It is sobering to see that the deficiencies of civilization and philosophy (or philosophers) identified by Schweitzer almost a century ago are much the same deficiencies identified by Yates in 2014.
It is not surprising then that Yates admits that, from the outside at least, philosophy “may look dead – on life support, perhaps.” For some time now, my own view has been that philosophy is in danger of becoming nothing more than an ‘extravagant academic indulgence’ – and from what Yates says about academic philosophy, for those ‘blessed’ with tenure to this exclusive club, philosophy is certainly not dead – the party is in full swing; even though no one is really interested in what they have to say.
This book does not purport to be a definitive work, but rather sets out some preliminary issues that Yates believes need to be addressed if philosophy is to play any significant part in determining what ‘civilization’ may look like in the future. Yates devotes the last three sections of the book to giving some of his preliminary thoughts on the issue.
But for me, it is this statement from the section Materialism or Moral Agency? that holds the key: “Morality absent an authority transcending culture, reason, the quest for happiness (and to avoid unhappiness), commercial gain, etc ., cannot hold.”
Such a morality can only have freedom as its defining principle. And that happens to be the theme of A ‘Final Theory’ of God – which is my modest attempt to awaken the human spirit to its true moral purpose, and its true moral destiny.
Yates sees philosophers as being “most qualified to serve” the cause of the revival of civilization, but insists that they would need to assume a more prominent place in the public conversation in order to carry out the task. He does acknowledge, however, that the current state of academic philosophy is not particularly well-equipped to assume that role, and that non-academic, or specifically non-tenured philosophers, simply don’t have the funds to indulge in such a luxury.
For me, it matters not who initiates a fundamental reappraisal of the way we live, only that it happens.
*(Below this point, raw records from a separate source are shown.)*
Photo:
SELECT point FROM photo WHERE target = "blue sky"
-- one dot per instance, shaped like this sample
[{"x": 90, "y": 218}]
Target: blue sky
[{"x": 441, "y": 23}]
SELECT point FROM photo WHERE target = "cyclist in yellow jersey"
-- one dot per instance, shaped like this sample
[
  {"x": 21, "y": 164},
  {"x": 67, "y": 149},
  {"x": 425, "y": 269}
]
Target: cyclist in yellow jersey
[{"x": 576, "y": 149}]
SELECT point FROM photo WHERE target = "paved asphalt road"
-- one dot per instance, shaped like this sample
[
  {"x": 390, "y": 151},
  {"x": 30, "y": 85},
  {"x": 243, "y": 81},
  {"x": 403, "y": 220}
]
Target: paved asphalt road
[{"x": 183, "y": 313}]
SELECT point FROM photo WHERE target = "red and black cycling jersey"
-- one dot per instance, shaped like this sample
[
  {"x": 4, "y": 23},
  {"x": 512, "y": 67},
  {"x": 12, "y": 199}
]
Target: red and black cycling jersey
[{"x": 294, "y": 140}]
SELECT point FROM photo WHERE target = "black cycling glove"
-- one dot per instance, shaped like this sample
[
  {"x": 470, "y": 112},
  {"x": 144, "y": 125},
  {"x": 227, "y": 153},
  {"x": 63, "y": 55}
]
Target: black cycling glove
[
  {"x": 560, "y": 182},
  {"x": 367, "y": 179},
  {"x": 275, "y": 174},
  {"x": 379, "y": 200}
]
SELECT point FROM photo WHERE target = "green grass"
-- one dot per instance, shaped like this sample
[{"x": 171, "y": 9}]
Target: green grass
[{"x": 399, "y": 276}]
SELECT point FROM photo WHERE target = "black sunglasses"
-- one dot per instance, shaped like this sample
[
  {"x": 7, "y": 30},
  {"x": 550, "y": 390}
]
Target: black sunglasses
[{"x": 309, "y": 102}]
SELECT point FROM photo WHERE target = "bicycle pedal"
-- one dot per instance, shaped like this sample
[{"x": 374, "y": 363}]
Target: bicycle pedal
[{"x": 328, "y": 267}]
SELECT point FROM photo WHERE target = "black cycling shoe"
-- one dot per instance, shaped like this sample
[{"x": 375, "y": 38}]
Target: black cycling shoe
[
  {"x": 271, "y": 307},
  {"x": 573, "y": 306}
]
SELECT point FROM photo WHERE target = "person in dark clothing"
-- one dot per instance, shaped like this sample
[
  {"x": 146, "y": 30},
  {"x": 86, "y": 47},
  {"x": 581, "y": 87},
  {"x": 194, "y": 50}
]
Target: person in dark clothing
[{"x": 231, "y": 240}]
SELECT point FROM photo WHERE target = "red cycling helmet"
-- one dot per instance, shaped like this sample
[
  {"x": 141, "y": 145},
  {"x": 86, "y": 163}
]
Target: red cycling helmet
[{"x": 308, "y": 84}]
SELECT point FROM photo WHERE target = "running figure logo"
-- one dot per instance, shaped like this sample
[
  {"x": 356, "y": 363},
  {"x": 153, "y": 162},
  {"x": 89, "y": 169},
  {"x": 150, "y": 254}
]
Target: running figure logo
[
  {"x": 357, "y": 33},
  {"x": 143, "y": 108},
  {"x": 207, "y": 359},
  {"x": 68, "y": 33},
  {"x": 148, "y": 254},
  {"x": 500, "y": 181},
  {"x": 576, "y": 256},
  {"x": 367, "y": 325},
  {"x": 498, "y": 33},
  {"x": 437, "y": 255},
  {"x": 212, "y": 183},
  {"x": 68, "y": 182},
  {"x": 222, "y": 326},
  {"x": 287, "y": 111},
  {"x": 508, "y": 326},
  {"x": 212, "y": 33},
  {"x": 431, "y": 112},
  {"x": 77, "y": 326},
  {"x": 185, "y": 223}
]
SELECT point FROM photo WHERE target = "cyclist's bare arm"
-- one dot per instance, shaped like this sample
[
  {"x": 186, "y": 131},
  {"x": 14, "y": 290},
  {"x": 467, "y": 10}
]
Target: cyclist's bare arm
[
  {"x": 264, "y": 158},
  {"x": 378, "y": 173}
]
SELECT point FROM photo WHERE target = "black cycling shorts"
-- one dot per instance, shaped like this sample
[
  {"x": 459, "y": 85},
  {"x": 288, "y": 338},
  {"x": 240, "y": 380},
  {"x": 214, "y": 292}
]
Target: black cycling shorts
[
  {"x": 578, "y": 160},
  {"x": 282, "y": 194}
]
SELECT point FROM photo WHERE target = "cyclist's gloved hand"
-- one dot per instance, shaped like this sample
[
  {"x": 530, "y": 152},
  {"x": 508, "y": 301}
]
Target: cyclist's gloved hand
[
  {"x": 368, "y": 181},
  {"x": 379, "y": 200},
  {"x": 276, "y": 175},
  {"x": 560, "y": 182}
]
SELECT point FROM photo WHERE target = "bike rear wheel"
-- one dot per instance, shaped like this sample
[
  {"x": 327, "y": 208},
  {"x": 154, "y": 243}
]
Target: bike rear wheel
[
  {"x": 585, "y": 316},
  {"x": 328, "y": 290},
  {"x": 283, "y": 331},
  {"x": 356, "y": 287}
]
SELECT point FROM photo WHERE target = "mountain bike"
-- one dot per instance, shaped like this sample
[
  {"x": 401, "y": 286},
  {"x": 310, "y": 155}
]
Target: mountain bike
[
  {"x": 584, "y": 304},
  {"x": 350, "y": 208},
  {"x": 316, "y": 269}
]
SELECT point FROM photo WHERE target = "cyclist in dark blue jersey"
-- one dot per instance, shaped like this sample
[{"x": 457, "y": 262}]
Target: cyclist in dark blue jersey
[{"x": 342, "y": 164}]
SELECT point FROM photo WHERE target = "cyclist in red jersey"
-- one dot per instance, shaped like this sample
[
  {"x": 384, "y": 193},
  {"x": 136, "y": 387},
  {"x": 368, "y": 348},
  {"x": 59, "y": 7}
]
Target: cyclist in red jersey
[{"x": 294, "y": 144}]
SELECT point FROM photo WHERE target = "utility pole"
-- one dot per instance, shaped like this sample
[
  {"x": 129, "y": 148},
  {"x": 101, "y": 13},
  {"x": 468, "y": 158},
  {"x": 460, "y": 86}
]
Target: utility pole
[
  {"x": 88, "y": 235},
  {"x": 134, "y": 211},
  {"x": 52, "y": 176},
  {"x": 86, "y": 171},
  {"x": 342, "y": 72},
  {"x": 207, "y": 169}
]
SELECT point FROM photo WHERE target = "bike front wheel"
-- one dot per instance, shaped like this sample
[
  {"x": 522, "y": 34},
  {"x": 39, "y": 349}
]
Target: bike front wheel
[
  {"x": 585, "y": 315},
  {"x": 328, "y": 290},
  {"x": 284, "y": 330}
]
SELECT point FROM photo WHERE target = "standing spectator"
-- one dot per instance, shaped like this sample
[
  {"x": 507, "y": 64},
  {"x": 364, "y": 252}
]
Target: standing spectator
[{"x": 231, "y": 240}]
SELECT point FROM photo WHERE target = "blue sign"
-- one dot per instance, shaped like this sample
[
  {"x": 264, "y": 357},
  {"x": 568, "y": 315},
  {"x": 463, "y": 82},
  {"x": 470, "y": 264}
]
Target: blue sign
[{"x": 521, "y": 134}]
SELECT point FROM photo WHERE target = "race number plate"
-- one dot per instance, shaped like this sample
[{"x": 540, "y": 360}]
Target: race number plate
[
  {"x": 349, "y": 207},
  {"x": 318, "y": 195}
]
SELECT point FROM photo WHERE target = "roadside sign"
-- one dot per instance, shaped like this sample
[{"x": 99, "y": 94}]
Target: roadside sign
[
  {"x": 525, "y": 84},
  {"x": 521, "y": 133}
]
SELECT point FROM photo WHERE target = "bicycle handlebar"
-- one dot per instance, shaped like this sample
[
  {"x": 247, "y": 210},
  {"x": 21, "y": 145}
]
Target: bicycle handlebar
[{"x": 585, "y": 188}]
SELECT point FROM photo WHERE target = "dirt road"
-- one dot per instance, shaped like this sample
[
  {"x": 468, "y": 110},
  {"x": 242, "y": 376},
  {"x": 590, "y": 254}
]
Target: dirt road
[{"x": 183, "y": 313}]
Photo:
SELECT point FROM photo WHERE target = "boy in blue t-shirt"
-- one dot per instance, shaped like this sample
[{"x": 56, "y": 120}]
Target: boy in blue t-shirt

But I am inclined to think Schweitzer was right: “Civilization can only revive when there shall come into being in a number of individuals a new tone of mind independent of the one prevalent among the crowd and in opposition to it, … It is only an ethical movement which can rescue us from the slough of barbarism, and the ethical comes into existence only in individuals.”
I look forward to seeing what Yates concludes philosophers can do, and how, in what, no doubt, will be a more definitive exposition of the preliminary issues he has identified in Philosophy Is Not Dead.